Mike Medeiros, a macro strategist at Wellington Management, said, "The bill exacerbates some structural concerns about Treasuries, primarily the ongoing fiscal deficit and elevated debt levels, as well as inflation."
BlackRock warned on Monday that foreign buyers have developed an aversion to U.S. debt. There is indeed a risk that demand for the $500 billion in bonds issued weekly by the U.S. may further decline, pushing up borrowing costs.
According to estimates from the Congressional Budget Office, the bill will reduce tax revenue by $4.5 trillion over 10 years, cut spending by $1.1 trillion, and cause 10.9 million people to lose federal health insurance.
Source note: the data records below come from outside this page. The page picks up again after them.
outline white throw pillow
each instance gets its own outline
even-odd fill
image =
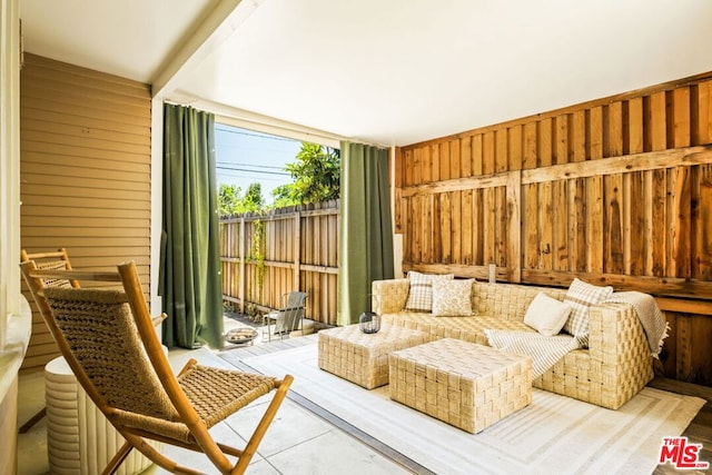
[[[408,273],[411,288],[408,289],[408,299],[405,303],[405,309],[408,311],[433,310],[433,280],[452,280],[453,274],[436,276],[432,274],[421,274],[415,270]]]
[[[433,280],[433,315],[436,317],[472,316],[472,283],[466,280]]]
[[[540,291],[524,314],[524,323],[544,336],[557,335],[564,327],[571,306]]]
[[[564,331],[575,336],[581,346],[589,347],[589,307],[601,304],[613,294],[613,287],[599,287],[577,278],[571,283],[564,301],[571,305],[571,315],[564,324]]]

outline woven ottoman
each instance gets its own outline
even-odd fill
[[[358,325],[318,333],[319,368],[356,383],[366,389],[388,384],[388,354],[429,342],[428,334],[384,325],[365,334]]]
[[[443,338],[388,356],[390,398],[471,433],[532,402],[532,359]]]

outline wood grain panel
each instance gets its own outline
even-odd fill
[[[705,374],[712,349],[695,339],[706,324],[690,301],[712,295],[711,142],[709,72],[406,146],[449,161],[446,177],[400,190],[434,199],[441,224],[428,261],[414,253],[423,227],[406,228],[404,268],[486,278],[494,263],[500,280],[565,287],[578,276],[676,297],[665,372]]]
[[[76,268],[135,260],[148,293],[150,88],[27,55],[20,95],[21,246],[67,248]],[[27,372],[59,354],[34,319]]]

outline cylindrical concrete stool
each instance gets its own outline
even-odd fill
[[[101,473],[123,445],[123,437],[87,396],[63,357],[44,366],[44,390],[50,473]],[[151,445],[159,449],[161,446],[159,443]],[[150,465],[148,458],[134,449],[117,474],[138,474]]]

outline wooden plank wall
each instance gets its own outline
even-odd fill
[[[404,270],[660,296],[665,373],[712,384],[711,77],[398,149]]]
[[[150,88],[26,55],[20,77],[21,246],[75,268],[150,265]],[[24,287],[23,287],[24,288]],[[59,355],[34,309],[23,370]]]
[[[221,219],[222,298],[264,313],[301,290],[307,317],[336,325],[338,217],[338,201],[327,201]]]

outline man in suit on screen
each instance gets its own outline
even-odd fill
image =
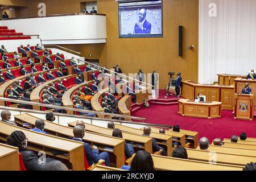
[[[151,24],[146,19],[147,13],[142,9],[139,13],[139,22],[135,23],[134,34],[150,34]]]

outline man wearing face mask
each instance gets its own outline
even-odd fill
[[[251,72],[246,76],[246,79],[256,79],[256,74],[254,73],[254,70],[251,69]]]
[[[44,131],[45,125],[46,124],[43,120],[38,119],[35,121],[35,127],[30,129],[30,130],[46,134],[47,133]]]
[[[15,126],[17,126],[17,124],[13,121],[10,121],[11,117],[11,114],[10,111],[8,110],[3,110],[1,112],[1,118],[2,118],[2,121],[13,125]]]
[[[142,135],[150,136],[150,134],[151,133],[151,128],[149,126],[145,126],[143,129],[143,134]],[[159,151],[162,149],[162,151],[161,154],[164,156],[166,156],[166,150],[164,148],[160,147],[156,140],[154,138],[152,138],[152,146],[153,149],[153,152],[155,152]]]
[[[55,77],[52,74],[52,71],[51,70],[47,70],[47,74],[46,74],[46,77],[48,80],[54,80]]]

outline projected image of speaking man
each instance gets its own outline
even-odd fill
[[[147,12],[142,9],[139,13],[139,22],[135,23],[134,34],[150,34],[151,24],[146,19]]]

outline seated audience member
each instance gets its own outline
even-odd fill
[[[19,48],[19,53],[22,54],[22,57],[27,57],[27,53],[26,49],[24,48],[23,45],[20,45]]]
[[[14,52],[14,53],[13,53],[13,57],[15,59],[20,59],[20,56],[18,54],[18,52]]]
[[[38,69],[35,67],[35,64],[33,63],[31,64],[31,73],[34,73],[38,72]]]
[[[133,102],[136,103],[137,102],[137,97],[136,94],[135,93],[135,91],[133,90],[133,89],[130,88],[130,84],[129,82],[127,83],[126,85],[126,90],[127,93],[129,93],[129,96],[132,96],[133,97]]]
[[[44,162],[39,159],[35,153],[27,148],[28,140],[22,131],[14,131],[7,138],[6,144],[18,148],[27,171],[41,171],[46,162],[47,164],[54,159],[46,158]]]
[[[35,127],[32,129],[30,129],[30,130],[36,131],[38,133],[47,134],[46,132],[44,132],[44,127],[46,123],[44,121],[40,119],[38,119],[36,120],[35,123]]]
[[[240,134],[240,139],[241,140],[245,140],[247,138],[247,135],[245,133],[242,133]]]
[[[82,72],[81,71],[80,68],[79,68],[77,64],[75,65],[74,72],[76,74],[82,74]]]
[[[35,47],[36,50],[43,50],[43,47],[40,46],[39,44],[36,44],[36,47]]]
[[[47,71],[49,69],[49,68],[47,67],[47,63],[43,63],[43,65],[42,66],[42,71]]]
[[[114,130],[115,129],[115,123],[113,121],[108,123],[108,128]]]
[[[253,69],[251,69],[251,72],[247,75],[246,79],[256,79],[256,74],[254,73],[254,71]]]
[[[221,146],[224,144],[224,142],[220,138],[217,138],[213,140],[213,144],[214,146]]]
[[[6,50],[6,49],[5,48],[5,46],[2,45],[1,47],[0,48],[0,52],[1,53],[6,53],[8,52],[8,51]]]
[[[26,49],[27,50],[27,51],[32,51],[32,48],[30,47],[30,44],[27,45],[27,48],[26,48]]]
[[[166,130],[164,129],[159,129],[159,133],[162,133],[165,134],[166,134]]]
[[[60,62],[60,67],[62,69],[62,72],[64,75],[67,76],[68,75],[68,67],[67,67],[64,59],[61,59]]]
[[[56,73],[56,75],[58,77],[62,77],[64,76],[64,75],[61,72],[61,70],[62,70],[61,68],[60,67],[58,68],[58,71]]]
[[[20,61],[20,60],[19,59],[16,59],[15,60],[15,67],[20,67],[22,66],[23,64]]]
[[[3,110],[1,111],[1,121],[13,125],[17,126],[17,124],[14,121],[10,121],[11,114],[9,110]]]
[[[49,68],[50,68],[50,69],[54,68],[54,64],[53,64],[53,62],[52,62],[49,55],[48,55],[46,57],[46,63],[48,63],[48,66]]]
[[[49,69],[47,70],[47,73],[46,74],[46,77],[48,80],[54,80],[55,77],[52,74],[52,71]]]
[[[172,156],[173,158],[188,159],[188,154],[187,150],[182,146],[177,146],[174,148]]]
[[[67,166],[59,160],[54,160],[44,164],[42,171],[68,171]]]
[[[11,65],[9,63],[8,59],[6,59],[3,62],[3,68],[5,69],[11,68]]]
[[[243,168],[243,171],[256,171],[256,163],[251,162],[250,164],[246,164]]]
[[[245,84],[245,87],[242,89],[242,93],[243,94],[250,94],[251,93],[251,89],[249,86],[248,83]]]
[[[23,65],[22,65],[20,67],[20,70],[19,71],[19,72],[20,73],[21,75],[26,75],[28,74],[28,72],[27,72],[27,71],[25,69],[25,68],[24,68]]]
[[[85,84],[84,92],[86,95],[93,96],[96,92],[93,91],[90,88],[88,84]]]
[[[34,64],[33,61],[30,57],[27,57],[27,64],[31,65]]]
[[[122,134],[122,131],[119,129],[114,129],[114,130],[113,130],[112,136],[123,138],[123,134]],[[130,144],[130,146],[133,147],[132,145]],[[126,142],[125,142],[125,156],[126,157],[127,159],[128,159],[128,158],[130,158],[130,157],[131,157],[133,154],[131,152],[131,151],[129,150],[129,148],[128,147],[128,144],[126,143]]]
[[[82,142],[82,139],[85,135],[85,128],[82,126],[76,126],[73,129],[74,138],[73,140]],[[105,160],[105,164],[107,166],[110,166],[110,162],[109,155],[106,152],[100,153],[98,147],[93,146],[91,148],[89,143],[84,142],[84,150],[85,151],[85,156],[89,166],[96,163],[100,159]]]
[[[145,126],[143,129],[143,135],[144,136],[150,136],[150,134],[151,133],[151,128],[149,126]],[[162,151],[161,152],[161,154],[163,155],[166,156],[166,152],[164,148],[160,147],[158,143],[156,142],[156,140],[154,138],[152,138],[152,149],[153,149],[153,152],[158,152],[159,150],[162,149]]]
[[[46,115],[46,119],[48,121],[53,122],[55,121],[55,117],[53,113],[47,113]]]
[[[32,86],[38,86],[39,85],[38,82],[35,80],[35,76],[34,73],[30,75],[30,80],[31,81],[31,84]]]
[[[0,70],[0,83],[5,82],[5,79],[3,76],[3,72]]]
[[[47,48],[46,48],[44,49],[44,52],[43,52],[43,55],[44,56],[48,56],[50,55],[50,53],[49,52],[49,51],[48,50],[48,49]]]
[[[231,142],[237,143],[238,140],[238,138],[236,135],[233,135],[232,136],[231,136]]]
[[[16,77],[13,76],[9,68],[6,69],[6,72],[5,72],[5,77],[7,80],[13,80],[16,78]]]
[[[39,75],[38,76],[38,81],[40,83],[44,83],[46,82],[46,80],[44,77],[44,74],[42,72],[40,72],[39,73]]]
[[[69,61],[69,65],[71,66],[75,66],[76,64],[77,64],[77,63],[76,63],[76,61],[75,60],[75,57],[72,57],[71,58],[71,60]]]
[[[73,104],[75,105],[75,108],[83,110],[85,109],[84,106],[81,105],[82,104],[82,101],[79,98],[77,98],[76,100],[73,101]],[[81,111],[78,111],[78,113],[79,115],[86,115],[91,117],[95,117],[95,114],[93,113],[89,113]]]
[[[209,146],[209,140],[206,137],[201,138],[199,140],[199,147],[202,150],[208,150]]]
[[[79,75],[76,77],[76,80],[75,80],[75,82],[76,84],[81,84],[84,82],[84,81],[82,80],[82,77],[81,75]]]
[[[2,52],[2,53],[1,53],[1,55],[2,55],[2,60],[4,60],[4,61],[5,61],[6,60],[9,59],[9,58],[8,57],[8,56],[7,56],[5,55],[5,52]]]
[[[65,86],[64,86],[62,84],[63,82],[61,80],[59,80],[58,84],[57,84],[57,88],[59,90],[62,90],[62,91],[67,91],[68,89],[66,88]]]
[[[121,168],[130,171],[155,171],[151,155],[144,150],[136,152],[130,167],[123,166]]]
The bill provides tax incentives for businesses to purchase equipment and R&D costs, as well as other tax breaks, thereby stimulating economic growth. However, some investors are concerned that excessive debt may undermine the economic stimulus measures in the bill.
Campe Goodman, a fixed income portfolio manager at Wellington Management Company, stated that he expects the bill to boost economic growth by 0.5% next year, but the market is overly complacent about the long-term risks of rising borrowing costs.
Ellen Hazen, chief market strategist at F.L. Putnam Investment Management, said, "We believe that the big and beautiful bill will accelerate corporate profit growth, ultimately driving up stock values. However, this may lead to higher U.S. Treasury yields for a longer period, reducing the long-term appeal of many fixed income investments."The yield on the 10-year U.S. Treasury bond rose on Wednesday after several days of decline, partly due to investor concerns over fiscal issues.
Andrew Brenner, head of international fixed income at National Alliance Capital Markets, said the sharp drop in the bond market on Wednesday indicates that bond vigilantes are besieging the market. Bond vigilantes are investors who punish poor policies by driving up government borrowing costs.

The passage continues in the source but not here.